Dear Aroused and Anal,
(Just look around you to see whom that describes.)

I don't know about you, but the non-FYSMDP part of the year sucks. Let's threaten Roger Goodell to lengthen the season or we'll expose the many other players, coaches and owners who have increased their intake of recreational drugs and intensified domestic violence.


As usual, your Commish has assembled a rancid crop of cherries of whom we will all take advantage. Give them bad advice--of course, that's the only kind RagArm dispenses. Although he deserves credit for sucking Hawk/Surge into hosting the last Super Bowl and Dickie Betts concert extravaganza. (Many thanks, Hawk & Surge!!) By the way, Gwermo, they asked you to return the two sets of silver place settings that mysteriously slipped into your pocket.

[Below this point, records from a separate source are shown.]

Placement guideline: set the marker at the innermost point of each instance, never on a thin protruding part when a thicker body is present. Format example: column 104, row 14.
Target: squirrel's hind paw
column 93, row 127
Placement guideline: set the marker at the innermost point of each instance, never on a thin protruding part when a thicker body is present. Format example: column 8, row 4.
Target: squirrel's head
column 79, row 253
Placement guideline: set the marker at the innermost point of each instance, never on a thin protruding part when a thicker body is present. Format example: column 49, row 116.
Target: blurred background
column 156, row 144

Grammy Cherapova has forged ahead of Hawk/Surge with the most family members in the League, and a new one on the way.

Big ups to the Fetishes for again hosting this band of derelicts. They have asked me to mention that they will soon be all alone at home. Please visit them with your rowdy friends late at night like their daughters used to do!

Thanks, Butt, for your magnificent new ta-tas. Let me update everyone, that on the recommendation of Big Byte and my saintly mother, Porno, our friend Cheesey finally scooted through the Pearly Gates and joined the great fysmdp league in the sky.

And finally, Shroomer, you seem to have done it again. Your mad computer skills are of the highest order of voodoo. Of course, the inspiration of Mona Lott and the Gu helps fuel your engine!

See everyone next Thursday, 7pm, at the Daiquiri Deck for our first weekly huddle. Thanks, Lovely, for having us back!! (You foolish man . . .)

May you be as useless as rubber lips on a woodpecker.